テストでは、最大のパフォーマンスを発揮できるよう、CPUの消費電力を最大の30Wに設定した(初期設定は15W)。合わせて「ONEXGPU2」を接続した場合のスコアも掲載する。
過去の製品のデータと比較すると、前世代のCPUであり、本製品でもエントリークラスで採用されているRyzen 7 8840Uに比べて、CPU/GPUともに2~4割程度のスコアの向上が見られる。内蔵GPUのCU数は同じ12なのだが、世代が進み、メモリ速度が向上したことが影響していると思われる。
結果を細かく見ていくと、「STREET FIGHTER 6 ベンチマークツール」ではフルHD設定のLOWで余裕の満点。製品版でもとても快適にプレイできた。そろそろ1つ上のNORMAL設定を内蔵GPUで動かせる時代が見えてきた。また評価が辛い「FINAL FANTASY XV WINDOWS EDITION ベンチマーク」でも高画質設定で「普通」だ。
「ONEXGPU2」を接続すると、グラフィックス性能は圧倒的に向上する。今回採用したゲーム系のベンチマークテストはすべて満点評価で、最新の3Dゲームをプレイできる性能を確認できた。
ストレージはAcer製SSD「N700」が使われていた。最初からパーティションが半分で区切られているところに、各種ベンチマークソフトをインストールした後で計測したのだが、それでもシーケンシャルリードは7GB/s超と高速。ポータブル機でも妥協のない高性能だ。
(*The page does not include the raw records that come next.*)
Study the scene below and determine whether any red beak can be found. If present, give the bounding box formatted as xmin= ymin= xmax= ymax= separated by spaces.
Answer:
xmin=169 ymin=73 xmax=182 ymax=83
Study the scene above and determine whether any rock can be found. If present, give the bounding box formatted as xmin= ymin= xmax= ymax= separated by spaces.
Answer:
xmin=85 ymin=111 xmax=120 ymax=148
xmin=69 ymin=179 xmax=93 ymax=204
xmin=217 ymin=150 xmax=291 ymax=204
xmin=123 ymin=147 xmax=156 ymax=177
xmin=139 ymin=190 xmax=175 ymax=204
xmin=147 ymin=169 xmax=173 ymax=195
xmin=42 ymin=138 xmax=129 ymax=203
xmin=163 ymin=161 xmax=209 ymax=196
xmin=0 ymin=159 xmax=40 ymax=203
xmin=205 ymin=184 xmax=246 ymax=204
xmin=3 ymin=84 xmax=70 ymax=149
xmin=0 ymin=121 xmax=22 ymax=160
また実際のゲームプレイのテストとして、「Fortnite」のバトルロイヤル1戦と、「Apex Legends」のチュートリアル1周のフレームレートを、NVIDIA FrameViewで計測した。解像度はフルHD(1,920×1,080ドット)で実施。GPU割り当てメモリは16GBに設定した。
「Fortnite」では、DirectX 12でクオリティプリセットを中とした。フレームレートは平均80fps近くあり、下位1%でも50fps程度と十分な値。バトル時も含めて違和感なく快適にプレイできた。
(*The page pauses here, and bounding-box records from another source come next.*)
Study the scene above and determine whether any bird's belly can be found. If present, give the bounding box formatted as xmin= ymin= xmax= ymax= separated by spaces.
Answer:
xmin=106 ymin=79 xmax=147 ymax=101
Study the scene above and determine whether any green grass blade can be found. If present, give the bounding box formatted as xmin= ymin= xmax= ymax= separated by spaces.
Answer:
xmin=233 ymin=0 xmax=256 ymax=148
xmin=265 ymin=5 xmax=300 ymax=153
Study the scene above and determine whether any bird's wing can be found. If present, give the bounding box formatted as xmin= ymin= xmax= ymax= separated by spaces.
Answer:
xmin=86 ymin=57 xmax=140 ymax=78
「Apex Legends」では、すべての画質設定を最高に設定(ビデオメモリを16GB割り当ててあれば設定可能)。フレームレートは平均で60fps程度、下位1%で約40fpsで、普通にプレイできる程度にはなっている。画質はまだ下げられるので、144Hzのディスプレイに合わせてフレームレート優先にするのもありだ。
なお、駆動時間はPCMark 10による計測で、アイドル時連続で8時間12分、ゲーミング時で1時間6分という結果だった。
無難なデザインでも性能は妥協しない
本機は誤解を恐れず言えば、「ベタなポータブルゲーミングPCの最新型」だ。インターフェイスや形状はとてもシンプルで、特殊な仕様も少なく、ぱっと渡されてすぐ使える。ボタンやスティックの感触もよくある手ごたえで、尖った部分はないが不満を感じることもない。
それでいて、作りが平凡なわけではない。CPUは最新世代で性能は高く、冷却周りもしっかりしている。CPUの消費電力やビデオメモリの設定といったカスタマイズも自在にできる。ディスプレイは144Hzに対応した有機ELで、スペック通りの高性能を発揮する。
インターフェイス周りも、ボタンの位置や感触は良好だし、スティックはドリフトしづらい設計になっている。600gを切る軽さもあり、持ちやすさに不満はない。サウンドは良好でヘッドフォンなしでもいい音で遊べる。
ペタなデザインだからこそ無難に使えるし、無難さを邪魔しない高性能と品質を担保している、ということだ。どれを買うか迷った時に、安心して選べる1台に仕上がっている。